MiniBooNE Probes the Nucleus with Muon Neutrinos

Scientists working on the MiniBooNE experiment at Fermi National Accelerator Laboratory (CSA CSM) report that they were able to identify exactly-known-energy muon neutrinos hitting the atoms at the heart of the particle detector. The result, published in Physical Review Letters, eliminates a major source of uncertainty when testing theoretical models of neutrino interactions and neutrino oscillations, according to the team.
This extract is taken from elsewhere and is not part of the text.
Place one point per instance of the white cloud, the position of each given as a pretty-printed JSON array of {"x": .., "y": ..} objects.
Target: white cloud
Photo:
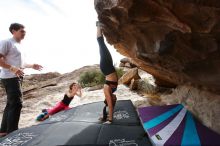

“The issue of neutrino energy is so important,” says Joshua Spitz, assistant professor at the University of Michigan and co-leader of the team that made the discovery, along with Joseph Grange at Argonne National Laboratory (CSA CSM). “It is extraordinarily rare to know the energy of a neutrino and how much energy it transfers to the target atom. For neutrino-based studies of nuclei, this is the first time it has been achieved.”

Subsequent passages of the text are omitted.